What is true of one Gaelic story is true of nearly all; they contain within themselves evidence that they have been domesticated in the country for a long time, and that they came from the East, but they belong to the people now, wherever they came from; and they seem also to belong to the language.
Poems and compositions clearly do. In the prose tales, when animals speak, they talk in their natural key, so long as they speak Gaelic, and for that reason, among others, I believe them to be old traditions. The little birds speak in the key of all little birds (ee); they say, “beeg, beeg.” The crow croaks his own music when he says, “gawrag, gawrag.” When driven to say, “silly, silly,” he no longer speaks the language of nature.

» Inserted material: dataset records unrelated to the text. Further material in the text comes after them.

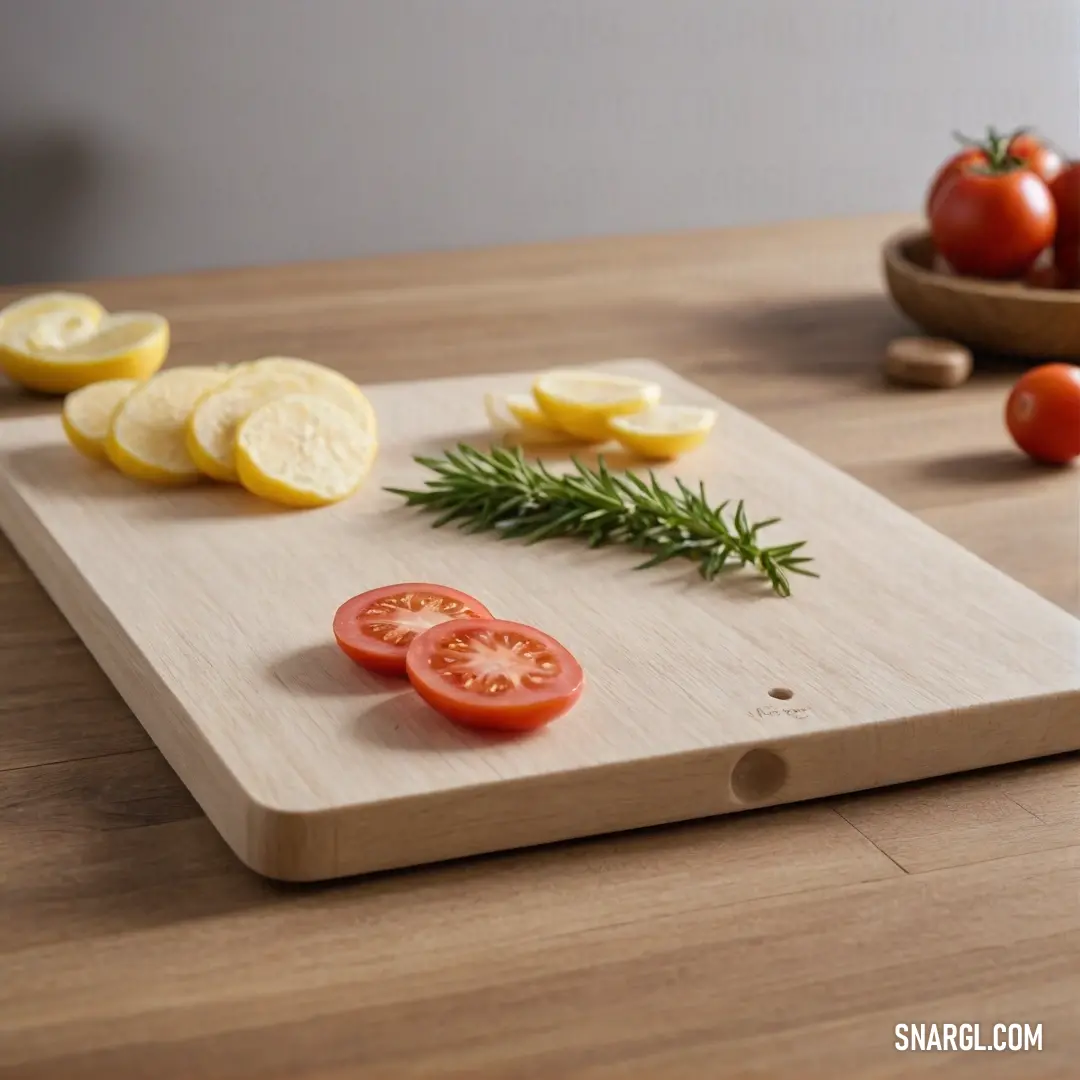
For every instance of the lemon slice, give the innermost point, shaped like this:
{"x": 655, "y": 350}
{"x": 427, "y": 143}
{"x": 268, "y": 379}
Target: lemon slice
{"x": 88, "y": 413}
{"x": 147, "y": 436}
{"x": 583, "y": 402}
{"x": 212, "y": 431}
{"x": 664, "y": 431}
{"x": 510, "y": 423}
{"x": 62, "y": 341}
{"x": 304, "y": 450}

Grimm’s German frog says, “warte, warte,” he sings, “mach mir auf,” and talks his own language. So does his Gaelic relative, in No. 33, when he says, –
“A chaomhag, a choamhag,
An cuimhneach leat
A thug thu aig
An tobar dhomh,
A ghaoil, a ghaoil?”
He then imitates the quarking and gurgling of real frogs in a pond in spring, in sounds which no Saxon letters can express; but when he sings, –
“Open the door, my hinney, my heart,
Open the door, my ain wee thing,
And mind the words that you and I spak’,
Down in the meadow, at the well spring,”
He is speaking in a foreign tongue, though the story has been domesticated in the Lowlands of Scotland for many a long day, and is commonly told there still. The Scotch story has probably been found and polished by some one long ago, but when the frog comes “loup, louping,” he is at home in Low Country Scotch, and these words are probably as old as the story and the language.

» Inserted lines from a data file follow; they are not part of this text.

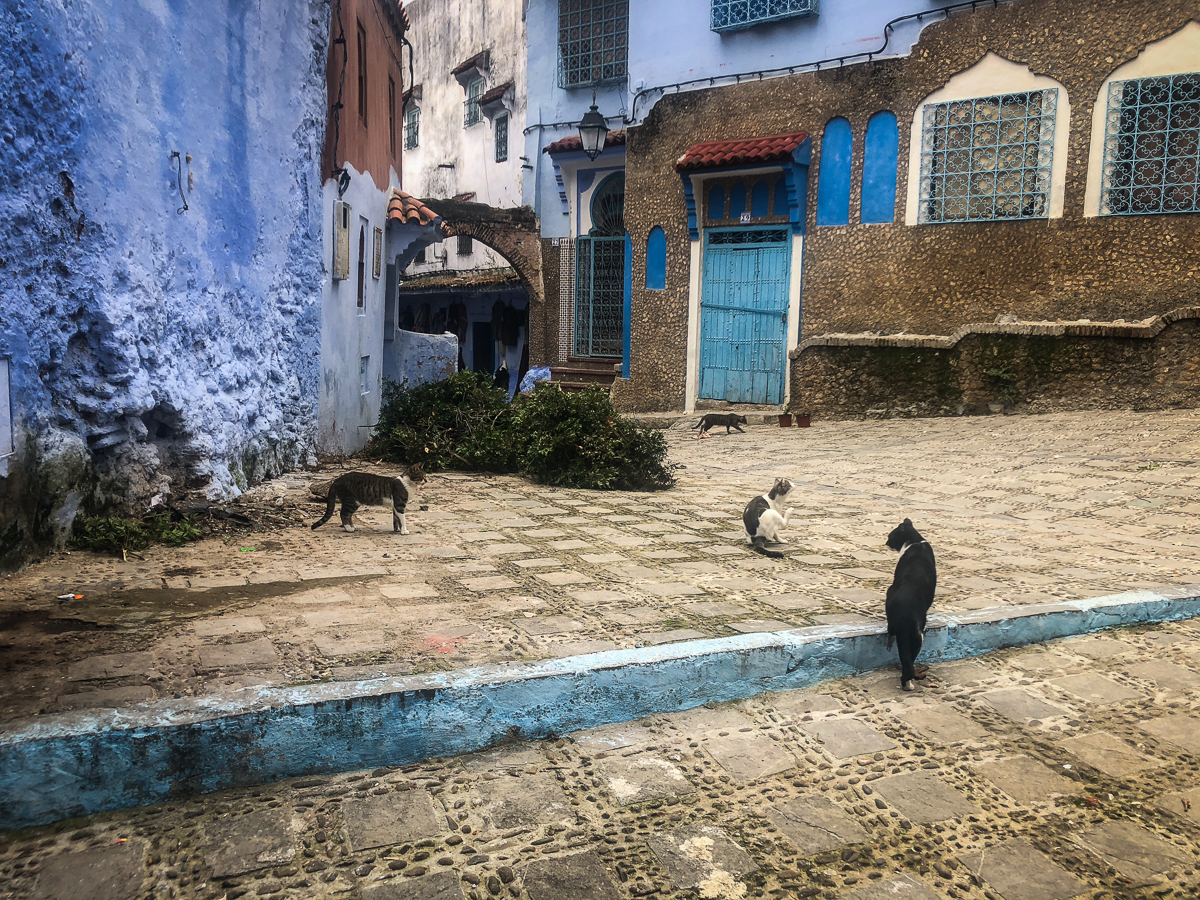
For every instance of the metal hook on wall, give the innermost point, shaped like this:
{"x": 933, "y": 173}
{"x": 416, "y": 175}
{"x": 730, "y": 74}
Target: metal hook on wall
{"x": 179, "y": 180}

If Motherwell’s beautiful nursery songs were to be collected from oral recitation anywhere, they would prove themselves Scotch by this test: The watch-dog says, “wouff, wouff;” the hen is “chuckie;” the chickens, “wheetle, wheeties;” the cock is “cockie-leerie-law;” the pigeon, “croodle-doo;” the cow says, “moo.” And so also the wood-pigeon who said, “Take two sheep, Taffy take two,” spoke English; but the blackcock, and cuckoo, and cock, in the Norse tales, who quarrelled about a cow, are easily known to be foreigners when they speak English, for the original Norse alone gives their true note. The Gaelic stories, tried by this test, certainly belong to the language as they do to the people; and now let us see if they can teach us anything about the people, their origin, and their habits, past and present.
First the manners are generally those of the day. The tales are like the feasts of the pauper maniac, Emperor of the world, who confided to his doctor that all his rich food tasted of oatmeal brose. Kings live in cottages, and sit on low stools. When they have coaches, they open the door themselves. The queen saddles the king’s horse. The king goes to his own stable when he hears a noise there. Sportsmen use guns. The fire is on the floor. Supernatural old women are found spinning “beyond” it, in the warm place of honour, in all primitive dwellings, even in a Lapland tent. The king’s mother puts on the fire, and sleeps in the common room, as a peasant does. The cock sleeps on the rafters, the sheep on the floor, the bull behind the door. A ladder is a pole, with pegs stuck through it. Horses put their noses “into” bridles. When all Ireland passes in review before the princess, they go in the front door and out at the back, as they would a bothy; and even that unexplained personage, the daughter of the king of the skies, has maids who chatter to her as freely as maids do to Highland mistresses. When the prince is at death’s door for love of the beautiful lady in the swan’s down robe, and the queen mother is in despair, she goes to the kitchen to talk over the matter.